Analysis of N-terminal amino acid and microsequence

The purified l-iLDH was subjected to 12.5% SDS-PAGE for analysis. After electrophoresis, proteins in the gel were electrophoretically transferred to an Immobilon-PSQ PVDF membrane (Millipore) by using 25 mM Tris, 192 mM glycine, and 0.1% SDS as the cathode buffer, and 25 mM Tris, 192 mM glycine, and 20% methanol as the anode buffer. The bands on the PVDF membrane were excised, and sent to the Shanghai GeneCore BioTechnologies Co., Ltd., for N-terminal sequencing by automated Edman degradation.

For microsequencing of the internal peptides, the protein bands were cut from SDS-polyacrylamide gels and washed 3 times with water before being digested with trypsin. The resulting peptides were sent to the Shandong Academy of Medical Sciences for ESI-MS/MS.

Cloning of the l-iLDH encoding gene

The plasmids and primers used in this study are listed in Table 3. Degenerate primers P1, P2, and P3 were constructed according to the N-terminal and internal peptides resulting from the sequencing of P. stutzeri SDM l-iLDH. Primer P4 was constructed according to the conserved region of NAD-independent l-lactate dehydrogenase close to l-iLDH in Pseudomonas strains. The total genomic DNA of P. stutzeri SDM, extracted with the Wizard genomic DNA purification kit (Promega, Madison, WI), was used as the template for the first round of PCR with the primers P1 and P3. One microliter of the PCR products from the reaction mixture was used as the template for the second round of PCR with the primers P1 and P2. Using the genomic DNA of P. stutzeri SDM as the template, the third PCR was conducted with the primers P4 and P5. P5 was constructed according to the product of the second round of PCR. After sequencing of the three PCR products, the gene sequence of l-iLDH in P. stutzeri SDM was identified (Figure S8).

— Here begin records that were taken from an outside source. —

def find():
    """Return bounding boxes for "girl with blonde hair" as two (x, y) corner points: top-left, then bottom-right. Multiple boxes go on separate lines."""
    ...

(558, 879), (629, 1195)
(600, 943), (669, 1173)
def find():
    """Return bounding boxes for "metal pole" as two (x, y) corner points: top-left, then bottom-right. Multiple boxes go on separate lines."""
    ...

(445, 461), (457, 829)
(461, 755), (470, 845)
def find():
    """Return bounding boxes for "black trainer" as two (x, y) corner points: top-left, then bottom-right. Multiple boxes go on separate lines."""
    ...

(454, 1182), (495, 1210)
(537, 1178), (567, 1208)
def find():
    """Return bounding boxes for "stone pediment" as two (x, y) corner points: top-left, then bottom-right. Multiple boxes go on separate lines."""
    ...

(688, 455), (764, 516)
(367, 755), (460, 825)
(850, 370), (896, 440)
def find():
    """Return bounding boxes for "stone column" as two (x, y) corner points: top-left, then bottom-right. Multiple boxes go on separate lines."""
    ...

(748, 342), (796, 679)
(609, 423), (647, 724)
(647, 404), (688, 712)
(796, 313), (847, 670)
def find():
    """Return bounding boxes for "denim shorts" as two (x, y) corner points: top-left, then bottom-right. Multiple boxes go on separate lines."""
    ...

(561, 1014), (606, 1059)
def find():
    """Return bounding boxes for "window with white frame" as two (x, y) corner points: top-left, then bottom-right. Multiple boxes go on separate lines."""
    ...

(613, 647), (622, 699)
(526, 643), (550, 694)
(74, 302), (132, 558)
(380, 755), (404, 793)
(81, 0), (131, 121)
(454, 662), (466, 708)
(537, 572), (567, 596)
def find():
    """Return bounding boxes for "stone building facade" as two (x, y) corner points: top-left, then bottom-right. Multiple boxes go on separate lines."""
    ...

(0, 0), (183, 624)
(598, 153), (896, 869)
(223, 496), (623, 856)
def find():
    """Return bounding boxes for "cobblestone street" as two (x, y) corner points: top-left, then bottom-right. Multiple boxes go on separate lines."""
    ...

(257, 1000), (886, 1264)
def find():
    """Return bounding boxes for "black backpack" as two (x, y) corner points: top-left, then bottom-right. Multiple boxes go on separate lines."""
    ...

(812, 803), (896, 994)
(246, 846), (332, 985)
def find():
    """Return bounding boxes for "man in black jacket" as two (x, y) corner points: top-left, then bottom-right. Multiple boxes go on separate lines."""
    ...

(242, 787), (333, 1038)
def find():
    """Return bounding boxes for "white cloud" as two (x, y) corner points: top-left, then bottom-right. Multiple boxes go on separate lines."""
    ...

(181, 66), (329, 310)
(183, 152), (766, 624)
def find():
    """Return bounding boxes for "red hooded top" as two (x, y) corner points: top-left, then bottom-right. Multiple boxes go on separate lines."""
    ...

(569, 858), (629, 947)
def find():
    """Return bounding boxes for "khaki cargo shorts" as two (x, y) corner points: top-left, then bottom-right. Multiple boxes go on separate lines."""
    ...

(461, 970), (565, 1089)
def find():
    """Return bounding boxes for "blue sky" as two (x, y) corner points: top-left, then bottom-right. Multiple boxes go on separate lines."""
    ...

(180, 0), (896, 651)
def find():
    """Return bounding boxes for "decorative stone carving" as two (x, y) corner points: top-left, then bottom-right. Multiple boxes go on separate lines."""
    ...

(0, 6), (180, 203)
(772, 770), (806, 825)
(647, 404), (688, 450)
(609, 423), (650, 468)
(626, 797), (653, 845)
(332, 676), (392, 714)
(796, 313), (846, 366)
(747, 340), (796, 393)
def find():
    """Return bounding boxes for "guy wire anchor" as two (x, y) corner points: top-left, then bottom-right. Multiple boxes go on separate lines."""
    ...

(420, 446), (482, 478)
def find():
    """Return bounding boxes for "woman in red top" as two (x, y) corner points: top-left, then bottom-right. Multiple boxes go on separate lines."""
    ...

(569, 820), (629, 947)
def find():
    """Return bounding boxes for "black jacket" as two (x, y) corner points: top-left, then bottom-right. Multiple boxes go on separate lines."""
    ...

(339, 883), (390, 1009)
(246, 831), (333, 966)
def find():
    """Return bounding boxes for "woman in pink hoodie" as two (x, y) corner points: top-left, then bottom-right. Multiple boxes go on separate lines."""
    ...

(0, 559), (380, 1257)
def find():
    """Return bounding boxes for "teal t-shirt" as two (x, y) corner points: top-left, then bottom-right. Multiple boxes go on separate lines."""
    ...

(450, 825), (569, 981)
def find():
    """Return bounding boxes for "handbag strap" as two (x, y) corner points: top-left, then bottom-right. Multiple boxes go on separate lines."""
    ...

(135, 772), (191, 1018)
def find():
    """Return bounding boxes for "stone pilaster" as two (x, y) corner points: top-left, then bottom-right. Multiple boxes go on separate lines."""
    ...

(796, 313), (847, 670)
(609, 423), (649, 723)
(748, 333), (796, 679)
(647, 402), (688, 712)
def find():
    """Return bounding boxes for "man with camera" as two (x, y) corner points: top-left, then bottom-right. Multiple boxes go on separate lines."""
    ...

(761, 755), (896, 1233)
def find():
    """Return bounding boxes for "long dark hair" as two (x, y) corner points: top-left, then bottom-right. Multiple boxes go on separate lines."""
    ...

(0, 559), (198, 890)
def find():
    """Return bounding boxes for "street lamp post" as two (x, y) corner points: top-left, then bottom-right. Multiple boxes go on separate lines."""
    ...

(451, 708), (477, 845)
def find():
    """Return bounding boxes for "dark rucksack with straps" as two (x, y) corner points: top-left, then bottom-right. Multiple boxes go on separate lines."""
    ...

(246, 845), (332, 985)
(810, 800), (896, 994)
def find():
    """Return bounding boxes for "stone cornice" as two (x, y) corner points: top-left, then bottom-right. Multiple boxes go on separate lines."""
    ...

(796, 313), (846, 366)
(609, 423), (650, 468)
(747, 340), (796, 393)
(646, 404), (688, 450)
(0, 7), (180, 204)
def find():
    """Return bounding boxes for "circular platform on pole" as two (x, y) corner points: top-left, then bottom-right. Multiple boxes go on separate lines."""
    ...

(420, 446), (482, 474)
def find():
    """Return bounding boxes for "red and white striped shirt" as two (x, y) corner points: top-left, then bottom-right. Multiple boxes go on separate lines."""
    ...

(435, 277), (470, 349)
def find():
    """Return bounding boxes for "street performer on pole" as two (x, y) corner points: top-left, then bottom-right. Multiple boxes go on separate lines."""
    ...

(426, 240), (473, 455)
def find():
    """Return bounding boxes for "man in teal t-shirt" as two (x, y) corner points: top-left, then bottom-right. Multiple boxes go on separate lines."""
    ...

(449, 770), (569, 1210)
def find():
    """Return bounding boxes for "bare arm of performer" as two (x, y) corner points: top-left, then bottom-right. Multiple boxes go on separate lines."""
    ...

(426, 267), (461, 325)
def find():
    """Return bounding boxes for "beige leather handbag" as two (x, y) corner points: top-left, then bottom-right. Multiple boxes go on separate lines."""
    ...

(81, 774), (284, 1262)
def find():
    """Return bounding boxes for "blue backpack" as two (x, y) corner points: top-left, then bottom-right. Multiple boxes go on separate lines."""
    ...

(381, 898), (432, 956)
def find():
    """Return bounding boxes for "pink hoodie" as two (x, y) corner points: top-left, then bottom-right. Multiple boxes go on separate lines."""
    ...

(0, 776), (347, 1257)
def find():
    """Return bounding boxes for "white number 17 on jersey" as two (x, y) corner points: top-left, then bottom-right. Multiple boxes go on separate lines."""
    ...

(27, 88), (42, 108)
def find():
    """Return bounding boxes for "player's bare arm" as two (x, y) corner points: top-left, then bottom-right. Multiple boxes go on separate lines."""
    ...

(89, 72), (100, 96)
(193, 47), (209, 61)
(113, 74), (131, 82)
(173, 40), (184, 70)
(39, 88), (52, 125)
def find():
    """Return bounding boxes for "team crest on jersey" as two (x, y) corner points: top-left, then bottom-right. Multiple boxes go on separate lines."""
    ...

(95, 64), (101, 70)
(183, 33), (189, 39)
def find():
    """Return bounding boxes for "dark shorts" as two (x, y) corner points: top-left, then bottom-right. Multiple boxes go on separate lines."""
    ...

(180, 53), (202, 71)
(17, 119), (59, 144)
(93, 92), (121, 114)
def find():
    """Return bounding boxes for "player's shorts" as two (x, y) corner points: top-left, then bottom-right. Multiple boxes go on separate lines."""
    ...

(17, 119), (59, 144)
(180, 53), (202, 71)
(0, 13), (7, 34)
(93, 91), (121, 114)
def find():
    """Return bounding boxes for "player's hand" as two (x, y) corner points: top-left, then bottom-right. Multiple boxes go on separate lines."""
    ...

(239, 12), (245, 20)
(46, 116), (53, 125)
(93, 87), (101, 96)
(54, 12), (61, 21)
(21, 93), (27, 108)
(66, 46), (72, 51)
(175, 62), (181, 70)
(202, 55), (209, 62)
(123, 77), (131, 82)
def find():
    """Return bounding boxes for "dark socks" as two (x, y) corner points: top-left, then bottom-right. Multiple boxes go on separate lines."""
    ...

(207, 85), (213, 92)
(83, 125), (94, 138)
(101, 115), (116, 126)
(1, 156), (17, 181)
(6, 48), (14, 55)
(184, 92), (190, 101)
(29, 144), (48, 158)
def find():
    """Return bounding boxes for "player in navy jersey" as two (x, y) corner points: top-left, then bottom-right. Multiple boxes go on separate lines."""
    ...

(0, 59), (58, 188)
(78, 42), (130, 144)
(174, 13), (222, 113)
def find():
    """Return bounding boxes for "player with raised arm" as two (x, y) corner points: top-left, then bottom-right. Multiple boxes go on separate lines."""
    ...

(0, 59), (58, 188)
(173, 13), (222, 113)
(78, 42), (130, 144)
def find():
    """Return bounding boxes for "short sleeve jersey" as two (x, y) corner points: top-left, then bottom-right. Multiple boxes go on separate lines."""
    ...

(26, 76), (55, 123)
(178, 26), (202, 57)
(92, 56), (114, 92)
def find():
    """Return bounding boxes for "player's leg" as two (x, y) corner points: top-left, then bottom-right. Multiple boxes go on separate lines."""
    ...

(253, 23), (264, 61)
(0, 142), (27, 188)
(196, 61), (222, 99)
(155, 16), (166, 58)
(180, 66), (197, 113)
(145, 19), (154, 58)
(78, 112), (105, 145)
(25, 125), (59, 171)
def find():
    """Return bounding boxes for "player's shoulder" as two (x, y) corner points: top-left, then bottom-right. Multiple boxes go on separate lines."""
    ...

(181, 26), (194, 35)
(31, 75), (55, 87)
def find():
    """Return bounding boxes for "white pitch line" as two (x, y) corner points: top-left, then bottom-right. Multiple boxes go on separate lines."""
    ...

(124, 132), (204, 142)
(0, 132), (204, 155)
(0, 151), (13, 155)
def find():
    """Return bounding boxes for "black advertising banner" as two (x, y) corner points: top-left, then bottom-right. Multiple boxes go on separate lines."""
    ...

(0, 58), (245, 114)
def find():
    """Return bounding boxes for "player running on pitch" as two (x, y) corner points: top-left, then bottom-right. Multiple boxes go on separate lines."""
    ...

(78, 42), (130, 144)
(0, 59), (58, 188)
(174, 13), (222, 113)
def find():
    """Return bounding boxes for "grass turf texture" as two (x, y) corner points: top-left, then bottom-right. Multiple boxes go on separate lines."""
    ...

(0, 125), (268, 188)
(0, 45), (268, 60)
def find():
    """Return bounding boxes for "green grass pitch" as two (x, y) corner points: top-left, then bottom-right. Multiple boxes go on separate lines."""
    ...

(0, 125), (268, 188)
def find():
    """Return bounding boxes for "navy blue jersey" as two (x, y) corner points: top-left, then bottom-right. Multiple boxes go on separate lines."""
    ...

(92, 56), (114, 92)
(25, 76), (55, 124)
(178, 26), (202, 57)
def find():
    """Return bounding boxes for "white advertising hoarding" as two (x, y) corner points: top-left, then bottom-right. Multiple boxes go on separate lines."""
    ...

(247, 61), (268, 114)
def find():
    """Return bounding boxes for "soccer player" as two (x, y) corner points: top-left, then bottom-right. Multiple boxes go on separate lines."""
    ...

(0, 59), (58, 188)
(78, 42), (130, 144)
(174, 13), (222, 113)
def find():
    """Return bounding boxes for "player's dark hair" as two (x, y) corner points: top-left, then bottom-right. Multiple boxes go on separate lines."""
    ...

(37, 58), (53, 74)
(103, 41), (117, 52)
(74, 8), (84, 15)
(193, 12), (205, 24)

Table 3. The primers and plasmids used in this work.

Plasmid or primer Characteristics Source or reference
Plasmid
pK18mob Kmr; oriColE1 Mob+, lacZα; used for directed insertional disruption [40]
pK18moblldD Kmr; a pK18mob derivative containing an BamHI/HindIII 322bp internal fragment of the lldD gene from P. stutzeri SDM This study
pETDuet-1 Apr; vector for protein expression Novagen
pET-LDH pETDuet-1 with lldD gene of P. stutzeri SDM This study
pBSP II SK(–) Apr; broad-host-range expression vector [41]
pBSP II SKlldD Apr; pBSP II SK(–) with lldD gene of P. stutzeri SDM This study
pRK600 Cmr; oriColE1, RK2-Mob+, RK2-Tra+; helper plasmid for triparental matings [42]
Primer
P1 5′- ATGATCATTWSNGCNGC -3′ b This study
P2 5′- CGGCATRTCSACGGTGAASAC -3′ b This study
P3 5′- GATGCCRTCSGCGCCGAAGGT -3′ b This study
P4 5′- GCGCGCCGTCGGCGCGGATTTC -3′ This study
P5 5′- CCAGCATCGCCCTGCGCCAG -3′ This study
Pc1 5′- GGCAAGCTTATGATCATTTCCGCCTCTACC -3′ c This study
Pc2 5′- ATTCTCGAGTCAGACGTCAGCAGACGTTGT -3′ c This study
MF 5′- GCGAAGCTTTAACATGTCGGAACTCAGCC -3′ c This study
MR 5′- ATAGGATCCGGTGGGCATGTCGACGGTGA -3′ c This study
CF 5′- CCGGTACCATGATCATTTCTGCTTCCACG -3′ c This study
CR 5′- CTGAGCTCTCAGACGTCAGCAGACGTTGT -3′ c This study
a

Kmr, Apr, and Cmr indicate resistance to kanamycin, ampicillin, and chloramphenicol, respectively.

b

W stands for one of A or T, S stands for one of C or G, R stands for one of A or G, and N stands for A, C, G, or T.

c

HindIII, XhoI, BamHI, KpnI and SacI restriction sites introduced in the primers are underlined.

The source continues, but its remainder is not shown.